- Интересно, - повторил я и зачерпнул ещё ложку. – Огурцы на тёрке, что ли, тёрты?
- Один потёр, чтобы кефир с минералкой были вкуснее.
- Прикольно, - хмыкнул я, зачерпывая очередную ложку.
- Да хватит тебе, - фыркнул мужик. – Интересно ему и прикольно… Просто скажи, что вкусно и, возможно, получишь добавки.
- Нормально, - ответил я снисходительно.
Достаточно ему того, что я ем это месиво и уже даже не морщусь.
- Спасибо, пап, - вскочила Гусыня. – Всё было вкусно.
- Вот! – указал на неё Николаевич. – Учись, студент.
Шум воды, пока Гусыня мыла за собой посуду, спас меня от того, чтобы что-то ему отвечать.
- Ладно, пап. Я пойду. Не скучай, - чмокнув его куда-то в район макушки, девчонка двинулась к выходу из кухни.
- Подожди-подожди! – остановил её мужик. – Не оставляй меня с ним наедине, - нарочито напугано выпучил он глаза. – Ему не нравится моя окрошка – страшный он человек.
- Пап.

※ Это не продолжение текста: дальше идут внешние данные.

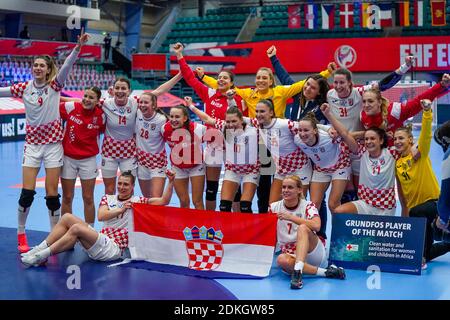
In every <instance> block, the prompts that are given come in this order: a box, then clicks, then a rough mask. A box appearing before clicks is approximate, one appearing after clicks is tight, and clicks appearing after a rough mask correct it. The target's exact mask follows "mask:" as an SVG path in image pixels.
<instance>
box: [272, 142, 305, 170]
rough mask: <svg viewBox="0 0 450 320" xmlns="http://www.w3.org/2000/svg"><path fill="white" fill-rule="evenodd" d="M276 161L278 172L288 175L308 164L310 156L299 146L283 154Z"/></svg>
mask: <svg viewBox="0 0 450 320" xmlns="http://www.w3.org/2000/svg"><path fill="white" fill-rule="evenodd" d="M277 160H278V161H275V163H276V166H277V173H278V174H280V175H286V174H289V173H292V172H295V171H297V170H299V169H301V168H302V167H303V166H305V165H306V164H308V161H309V158H308V156H307V155H306V154H305V153H304V152H303V151H302V150H300V148H298V149H297V150H295V151H294V152H292V153H290V154H288V155H286V156H281V157H279V158H278V159H277Z"/></svg>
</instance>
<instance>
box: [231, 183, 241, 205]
mask: <svg viewBox="0 0 450 320" xmlns="http://www.w3.org/2000/svg"><path fill="white" fill-rule="evenodd" d="M241 196H242V193H241V187H239V188H238V190H237V191H236V195H235V196H234V200H233V202H240V201H241Z"/></svg>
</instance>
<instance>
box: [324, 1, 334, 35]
mask: <svg viewBox="0 0 450 320" xmlns="http://www.w3.org/2000/svg"><path fill="white" fill-rule="evenodd" d="M322 29H329V30H331V29H334V4H323V5H322Z"/></svg>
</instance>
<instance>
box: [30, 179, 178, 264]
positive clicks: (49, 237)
mask: <svg viewBox="0 0 450 320" xmlns="http://www.w3.org/2000/svg"><path fill="white" fill-rule="evenodd" d="M166 175H167V178H168V180H169V182H168V185H167V187H166V190H165V191H164V194H163V196H162V197H161V198H150V199H148V198H144V197H138V196H134V195H133V192H134V181H135V178H134V176H133V175H132V174H131V171H125V172H122V174H121V175H120V177H119V180H118V182H117V195H105V196H104V197H103V198H102V201H101V202H100V208H99V210H98V220H99V221H103V229H102V230H101V231H100V232H97V231H95V230H94V228H92V227H91V226H89V225H88V224H87V223H86V222H84V221H83V220H81V219H79V218H78V217H76V216H74V215H73V214H65V215H63V217H62V218H61V220H60V221H59V222H58V224H57V225H56V226H55V228H54V229H53V230H52V232H50V234H49V235H48V237H47V239H45V240H44V241H42V242H41V243H40V244H39V245H38V246H36V247H34V248H33V249H32V250H30V251H28V252H27V253H24V254H22V263H23V264H24V265H25V266H27V267H30V266H35V267H37V266H39V265H41V264H43V263H44V262H45V261H46V260H47V258H48V257H49V256H50V255H55V254H58V253H60V252H64V251H67V250H70V249H72V248H73V247H74V246H75V244H76V243H77V241H79V242H80V243H81V245H82V246H83V248H84V249H85V250H86V252H87V254H88V256H89V257H90V258H91V259H93V260H98V261H112V260H117V259H119V258H120V257H122V253H123V251H124V250H125V249H126V248H127V247H128V229H127V228H128V222H129V219H130V218H131V217H130V215H131V214H132V212H131V210H132V203H147V204H152V205H161V206H164V205H167V204H169V202H170V199H171V197H172V190H173V180H174V178H175V174H174V173H172V172H171V171H166Z"/></svg>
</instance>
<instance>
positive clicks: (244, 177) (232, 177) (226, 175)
mask: <svg viewBox="0 0 450 320" xmlns="http://www.w3.org/2000/svg"><path fill="white" fill-rule="evenodd" d="M223 180H228V181H232V182H235V183H237V184H239V185H240V184H241V181H242V182H243V183H253V184H256V185H258V184H259V173H250V174H239V173H236V172H233V171H231V170H225V174H224V176H223Z"/></svg>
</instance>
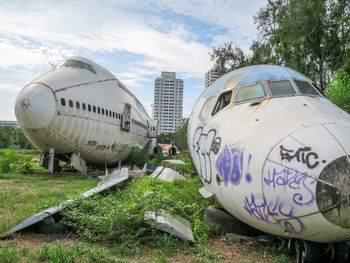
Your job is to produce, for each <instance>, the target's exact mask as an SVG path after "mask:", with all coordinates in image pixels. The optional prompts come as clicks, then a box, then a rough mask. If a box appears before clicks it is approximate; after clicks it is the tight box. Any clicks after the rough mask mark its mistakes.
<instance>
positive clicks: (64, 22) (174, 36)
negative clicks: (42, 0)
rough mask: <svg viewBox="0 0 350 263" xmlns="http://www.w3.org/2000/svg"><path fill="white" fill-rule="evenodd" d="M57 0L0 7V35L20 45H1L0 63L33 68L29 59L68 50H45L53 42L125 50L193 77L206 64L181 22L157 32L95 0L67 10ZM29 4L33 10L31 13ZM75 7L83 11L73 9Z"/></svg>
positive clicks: (122, 50) (68, 44) (132, 18)
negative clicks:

Ну, научи его готовить что-нибудь другое. Свекольник, например.
- Я не доверю ему секреты своих рецептов.
- Я, пожалуй, лучше на волейбол схожу, - хлебнул еще ложку окрошки и вышел из-за стола.
- Эй-эй! – окликнул меня Николаевич. – Это что за фокусы, Рамилька? Поел – помой за собой посуду.
- Но я не доел.
- Значит, доешь, помой за собой посуду и иди хоть на все четыре стороны.
- Фак! – чертыхнулся я, но дохлебал этот странный суп, пока Гусыня, насмешливо переглядываясь со своим батей, стояла у выхода из кухни и мяла в руках, то ли куртку, то ли мастерку, как из девяностых.
Опустил пустую тарелку в раковину. Включил горячую воду и стал ждать, когда наполнится тарелка. Вылил из нее мутную воду, наполнил еще раз и вылил, отставив посуду в сторону.
- Это ты здорово придумал, Рамилька. Ничего не скажешь, - саркастично подметил Николаевич.
- Я же помыл. Что ещё-то надо?! – терял я терпение.
- Так ты помой, а не просто помочи, - вклинилась Гусыня, на что получила мой не самый добрый взгляд. – Боже! – вздохнула она тяжело и подошла ко мне, встав рядом. – Давай, помогу. Возьми губку, намочи ее и капни на нее немного моющего средства. Вот оно, - кивнула в сторону белой пластиковой бутылки с нарисованной на ней стопкой сверкающих чистотой тарелок. – Вот так. А теперь помой тарелку со всех сторон…. Смой пену… Теперь то же самое с ложкой.
Подставил ложку под поток воды, и теплая струя от нее прилетела мне в прямо в лицо.
- Твою мать! – быстро выключил воду, чувствуя, как с лица стекала пенистая влага.
Гусыня успела отскочить и только смеялась в стороне.
- Ты хоть раз мыл посуду?
- Нет, - ответил я, стирая с лица капли воды, тыльной стороной ладони.
- Ну, это надо отметить, Рамилька, - веселился батя. – У тебя сегодня дебют на дебюте: и сенокос, и окрошка, и баня, и мытьё посуды… И это только половина дня прошла.
Половина одно дня?!
А по ощущениям, что я здесь уже неделю живу и офигеваю от всего происходящего ежесекундно.
- Всё. Помыл, - резюмировал я зачем-то, будто, блин, отпрашивался погулять у своего родного бати.
Что за фигня, вообще, происходит?!
- Ну, иди, раз ты всё, - одобрительно кивнул Николаевич и подмигнул Гусыне. – Детки помыты, покормлены, посуда чистая… Идите, гуляйте, детишки. И парней местных не порть. Слышал, Рамилька?
- Пап! Всё, мы ушли, - цокнула Гусыня, не дав мне и шанса на то, чтобы возмутиться, и фактически вытолкала меня из дома. – Идём уже. Одних нас, поди, ждут.
8. Глава 8. Рамиль
Волейбольная площадка – слишком громкие слова для того места, на котором собралась компания, чтобы поиграть в волейбол.
Два деревянных столба, рваная грязная сетка, а в качестве разметки просто узкие выкопанные траншеи. Место подачи – вытоптанная яма, что на одной половине площадки, что на другой.